Given the following linear system
$$\left[\begin{array}{cccc|c} k & 0 & 1 & 2 & 0\\ -1 & 1 & k & 1 & 0\\ 1 & k & 1 & 3 & 0\end{array}\right]$$
find for which values of $k$ the system has none, one or infinitely many solutions.
I got to
$$\left[\begin{array}{cccc|c}1&k&1&3&0\\0&1+k&1+k&4&0\\0&-k^2&1-k&2-3k&0\end{array}\right]$$
but now I'm stuck. How do I eliminate $-k^2$ using $1+k$?
This is not the first time I got a question like this, how do I solve it?
On
You’ll have to do a case analysis to proceed with the row-reduction. Dividing the second row by $1+k$ is legal as long as $k\ne1$, which you’ll have to deal with separately. You could instead proceed by swapping the last two rows and dividing the second row by $-k^2$, but that gives you a different special case, $k=0$ to deal with.
However, the highlighted question can be answered without doing any calculations whatsoever. The system is homogeneous, so it has at least one solution: the zero vector. Moreover, the system is underdetermined, so it has an infinite number of solutions for all $k$.
Now, if you were asked for the dimension of the solution space for different values of $k$, that would be a different matter. You’d have to do some calculations to find values of $k$ for which the null space of the coefficient matrix is more than one-dimensional. As an alternative to row-reduction, you could examine the $3\times3$ minors of the coefficient matrix. It turns out that there’s no value of $k$ for which they all vanish, so the matrix has full rank for all $k$.

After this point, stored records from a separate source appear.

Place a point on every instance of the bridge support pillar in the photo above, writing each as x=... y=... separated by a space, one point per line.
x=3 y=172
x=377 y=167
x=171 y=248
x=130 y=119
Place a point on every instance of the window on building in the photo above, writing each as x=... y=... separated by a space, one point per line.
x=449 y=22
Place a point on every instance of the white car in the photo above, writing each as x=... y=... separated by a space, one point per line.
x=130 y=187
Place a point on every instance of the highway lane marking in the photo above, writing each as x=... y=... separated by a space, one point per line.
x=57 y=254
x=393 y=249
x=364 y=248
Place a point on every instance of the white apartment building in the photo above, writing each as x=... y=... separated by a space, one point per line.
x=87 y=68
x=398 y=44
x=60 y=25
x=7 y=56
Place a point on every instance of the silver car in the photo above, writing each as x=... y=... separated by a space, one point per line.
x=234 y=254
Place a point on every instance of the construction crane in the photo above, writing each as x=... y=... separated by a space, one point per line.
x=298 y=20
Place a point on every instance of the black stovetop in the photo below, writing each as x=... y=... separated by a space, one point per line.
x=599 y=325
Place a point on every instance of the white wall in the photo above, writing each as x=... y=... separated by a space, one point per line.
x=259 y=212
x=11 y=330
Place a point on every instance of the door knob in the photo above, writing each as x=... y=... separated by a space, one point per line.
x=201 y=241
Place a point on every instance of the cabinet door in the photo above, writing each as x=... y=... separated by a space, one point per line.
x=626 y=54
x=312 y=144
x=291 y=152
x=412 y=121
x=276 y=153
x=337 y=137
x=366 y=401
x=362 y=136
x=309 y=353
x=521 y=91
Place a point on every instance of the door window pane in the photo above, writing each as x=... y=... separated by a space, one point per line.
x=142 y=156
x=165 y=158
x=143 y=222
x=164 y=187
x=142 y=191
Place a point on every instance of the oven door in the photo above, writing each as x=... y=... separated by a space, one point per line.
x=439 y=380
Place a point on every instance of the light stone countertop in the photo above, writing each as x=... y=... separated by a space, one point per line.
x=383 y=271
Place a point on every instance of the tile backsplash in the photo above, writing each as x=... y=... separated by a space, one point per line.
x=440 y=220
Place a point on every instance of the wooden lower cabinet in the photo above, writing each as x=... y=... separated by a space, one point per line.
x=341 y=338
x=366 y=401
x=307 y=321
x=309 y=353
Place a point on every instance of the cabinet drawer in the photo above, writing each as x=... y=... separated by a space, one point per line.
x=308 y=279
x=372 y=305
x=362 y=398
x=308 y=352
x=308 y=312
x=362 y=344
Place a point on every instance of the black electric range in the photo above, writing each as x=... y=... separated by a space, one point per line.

To perform the second step in row reduction, you need to find the first non-vanishing element in the second row. That would be $k+1$ iff $k\neq-1$. In that case multiply the second row by $k^2$ and the third one with $k+1$ and add both.
Now if $k=-1$ you get $$\left[\begin{array}{cccc|c}1&-1&1&3&0\\0&0&0&4&0\\0&-1&2&5&0\end{array}\right],$$ which is easily solved.